Closed-form solutions to irreducible Newton-Puiseux equations by Lagrange inversion formula and diagonalization on polynomial sequences of binomial-type

Abstract:

In a recent article published in 2017, Barroso, Pérez, and Popescu-Pampu employ the Lagrange inversion formula to solve certain Newton-Puiseux equations when the solutions to the inverse problems are given.

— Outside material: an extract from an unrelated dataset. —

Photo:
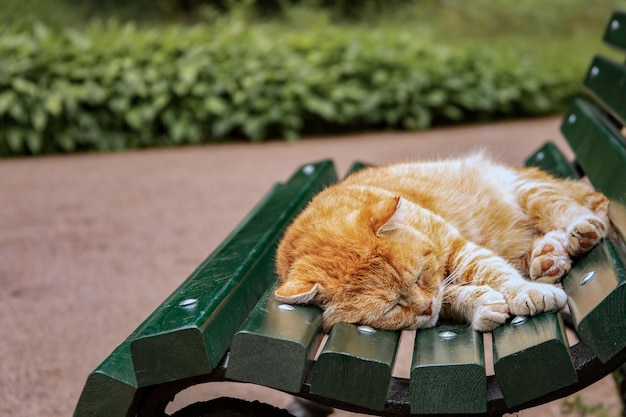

More precisely, for an irreducible $f(x,y)\in K[[x,y]]$ over an algebraically closed field $K$ of characteristic zero, they calculate the coefficients of $\eta (x^{1/n})$ which would meet $f(x,\eta (x^{1/n}))=0$ in terms of the coefficients of $\xi (y^{1/m})$ that satisfy $f(\xi (y^{1/m}),y)=0$. This article will present an alternative approach to solving the problem using diagonalizations on polynomial sequences of binomial-type. Along the way, a close relationship between binomial-type sequences and the Lagrange inversion formula will be observed. In addition, it will extend the result to give the coefficients of $\eta (x^{1/n})$ directly in terms of the coefficients of $f(x,y)$. As an application, an infinite series formula for the roots of complex polynomials will be obtained together with a sufficient condition for its convergence.